OCI can be an overwhelming experience under non-pandemic circumstances, and for many students it has become even more so with the uncertainty of COVID-19. With most schools pushing OCI back to early 2021, the traditional BigLaw hiring timeline has been completely upended. While this delay isn’t what students were expecting, there is still plenty to do to ensure a smooth OCI process.
Research firms in advance
First and foremost, you need to know why you are applying to each firm. This means you need to do some research, and make sure you understand what type of work the firm actually does. In a difficult job market, it might be tempting to apply to any firm with a job posting, but you should think carefully – there is no sense in applying to a firm that only does litigation work if you want a corporate practice. Try to do more than just look at the firm’s website – look to see whether there are any alumni from your school at the firm, and reach out to them. They will be able to tell you more about what type of work the firm does and what their experience has been like. Besides preparing you for interviews, you will also make professional connections that will serve you well in the future.
Explain your location choice
You will likely need to explain your interest in the particular location you applied to, especially if you are looking at an office that is not near your law school. Many OCI interviews will be set up with specific office locations within a firm, and will expect that you have reasons for wanting to live in that location. If you don’t attend law school nearby, or have some immediate family in the area, things can get a lot harder. You really need to come up with a concrete reason for wanting to be in a certain city, so think carefully about your reasons and prepare to communicate that to your interviewer.
Review common questions ahead of time
While not every interviewer will ask the same questions, there are some general things you should be prepared to talk about in almost every interview. For example, you need to be able to explain why you are interested in the firm, and what type of work you are interested in doing. Even if you aren’t sure exactly what you are interested in, try to at least explain what seems appealing to you, and why the firm is a good place for you to explore that (especially if they allow summer associates to try multiple practice areas). You should also be prepared to discuss anything on your resume in a reasonable amount of detail – so review that undergraduate thesis if you need to refresh your memory.
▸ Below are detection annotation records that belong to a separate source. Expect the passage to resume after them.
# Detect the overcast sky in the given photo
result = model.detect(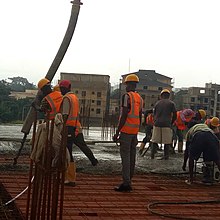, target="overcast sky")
[0,0,220,87]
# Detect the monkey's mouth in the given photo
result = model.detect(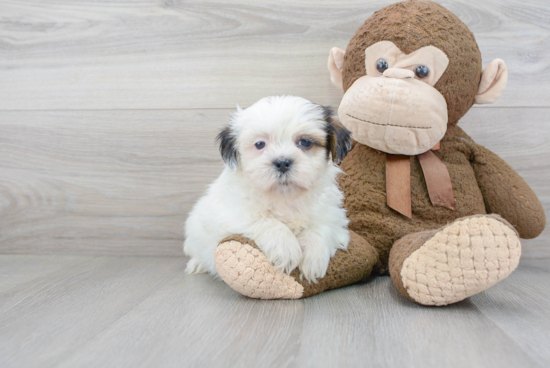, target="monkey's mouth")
[346,113,432,129]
Prepare specific responses
Your goal at OCI is to make sure you leave a positive and memorable impression on your interviewers. Even if they forget specific details about you, they will remember if your conversation was interesting or not. Having specific stories or anecdotes to share as you answer questions is crucial. Try to avoid short, conclusory answers, and instead answer the question asked followed by a brief example to support it. For example, if you are trying to convey that you are a creative problem solver, tell your interviewer about a time that you actually did creatively solve a problem. Be careful, however, not to sound too rehearsed. The goal here is not to memorize and regurgitate, but to have a few examples in mind that illustrate the qualities you wish to convey to your interviewer so you can draw on them when responding to questions.
ALWAYS ask questions
You should ALWAYS ask questions. In most cases, your interviewer will leave 5-10 minutes at the end for you to ask questions, and you should be prepared to fill the majority of that time. You can most certainly plan these ahead of time so you’re ready to go at the interview (just don’t read from a list). There is plenty to ask about – consider questions about the lawyer’s experiences at the firm, more details about the work summer associates do, how work and practice groups are assigned, and so on.
Know that some firms just won’t be the right match
As you move through OCI (and callbacks), you will likely have some unpleasant or awkward experiences, and you should do your best not to let them bother you. At the OCI stage, firms have decided that you meet their academic qualifications. Now, they want to see if you are a good fit for the firm and its culture. Some firms will not be a good match for you, and that’s a good thing to find out sooner rather than later. For this reason, it’s SO important to be yourself – if you aren’t, it will be that much harder to find a good fit for you.
Navigating the OCI process can be intimidating even without the scheduling changes that COVID-19 has brought. By preparing ahead of time and being yourself, you can successfully navigate law firm interviews, and find the right fit for you.